# RRWM Algorithm
The Rational Randomized Weighted-Majority (RRWM) algorithm is an online learning method for ensemble prediction using WFST-based path experts. It provides principled combination of multiple models with guaranteed regret bounds.
## Concepts
### Online Learning Problem
In online learning, we face a sequence of rounds:
```
Round 1: Receive input → Make prediction → Observe loss
Round 2: Receive input → Make prediction → Observe loss
...
Round T: Receive input → Make prediction → Observe loss
```
The goal is to minimize **regret**: the difference between our cumulative loss and the loss of the best single expert in hindsight.
### Path Experts
A **path expert** is a WFST that maps inputs to outputs.

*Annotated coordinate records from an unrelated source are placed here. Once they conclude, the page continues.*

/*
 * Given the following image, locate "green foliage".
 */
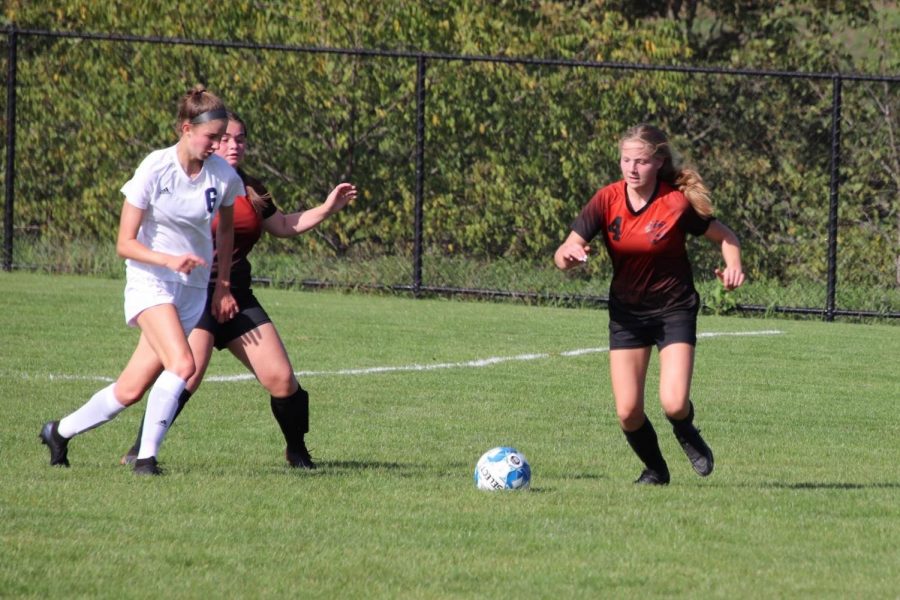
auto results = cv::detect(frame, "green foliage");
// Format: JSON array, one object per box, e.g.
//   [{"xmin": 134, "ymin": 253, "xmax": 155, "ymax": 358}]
[{"xmin": 2, "ymin": 0, "xmax": 900, "ymax": 304}]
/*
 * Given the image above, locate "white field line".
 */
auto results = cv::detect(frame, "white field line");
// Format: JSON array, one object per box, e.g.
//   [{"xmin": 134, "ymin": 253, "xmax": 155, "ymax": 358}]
[{"xmin": 33, "ymin": 329, "xmax": 784, "ymax": 382}]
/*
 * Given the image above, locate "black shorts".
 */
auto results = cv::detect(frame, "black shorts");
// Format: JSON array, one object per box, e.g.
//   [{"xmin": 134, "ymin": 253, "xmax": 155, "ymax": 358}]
[
  {"xmin": 609, "ymin": 311, "xmax": 697, "ymax": 350},
  {"xmin": 196, "ymin": 288, "xmax": 272, "ymax": 350}
]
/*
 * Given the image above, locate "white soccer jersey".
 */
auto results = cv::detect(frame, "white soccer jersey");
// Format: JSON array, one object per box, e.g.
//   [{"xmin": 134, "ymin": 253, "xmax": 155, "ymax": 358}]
[{"xmin": 122, "ymin": 146, "xmax": 246, "ymax": 288}]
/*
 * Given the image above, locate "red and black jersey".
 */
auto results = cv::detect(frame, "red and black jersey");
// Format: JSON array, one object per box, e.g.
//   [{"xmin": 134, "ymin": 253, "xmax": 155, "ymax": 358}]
[
  {"xmin": 572, "ymin": 180, "xmax": 712, "ymax": 320},
  {"xmin": 210, "ymin": 169, "xmax": 278, "ymax": 289}
]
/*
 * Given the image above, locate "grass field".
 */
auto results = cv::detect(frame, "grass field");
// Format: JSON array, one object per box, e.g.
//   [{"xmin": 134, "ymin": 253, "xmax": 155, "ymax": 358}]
[{"xmin": 0, "ymin": 273, "xmax": 900, "ymax": 598}]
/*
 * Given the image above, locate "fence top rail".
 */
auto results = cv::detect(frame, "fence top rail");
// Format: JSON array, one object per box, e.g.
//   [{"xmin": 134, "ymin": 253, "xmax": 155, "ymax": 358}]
[{"xmin": 7, "ymin": 24, "xmax": 900, "ymax": 83}]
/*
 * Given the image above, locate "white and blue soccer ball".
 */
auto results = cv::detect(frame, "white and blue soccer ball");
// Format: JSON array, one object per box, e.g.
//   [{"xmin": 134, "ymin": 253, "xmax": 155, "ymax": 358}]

Given an input, each expert proposes a prediction (an accepting path). Different experts may propose different paths with different weights.
```
Expert 1: "teh" → "the" (weight 0.9)
Expert 2: "teh" → "tea" (weight 0.7)
Expert 3: "teh" → "ten" (weight 0.8)
```
RRWM combines these experts, learning which ones to trust over time.
### Algorithm Overview
RRWM maintains a **cumulative weight automaton** W_t that tracks performance:
```
RRWM(T rounds):
W₀ ← one-state automaton (all paths weight 1)
for t = 1 to T:
1. Receive input and loss transducer V_t
2. Compose: W_t ← W_{t-1} ◦ V_t
3. Push weights to make W_t stochastic
4. Sample prediction from W_t
return W_T
```
The key insight is that WFST composition efficiently combines all paths across all experts.
### Regret Bound
RRWM achieves the theoretical regret bound:
```
E[R_T] ≤ 2M√(T log N)
```
Where:
- **R_T**: Total regret after T rounds
- **M**: Maximum loss per round
- **T**: Number of rounds
- **N**: Number of path experts
This bound is **sublinear** in T, meaning average regret decreases over time.
### Connection to Power Semiring
RRWM operates over the η-power semiring to enable:
- Smooth weight updates (vs hard thresholding)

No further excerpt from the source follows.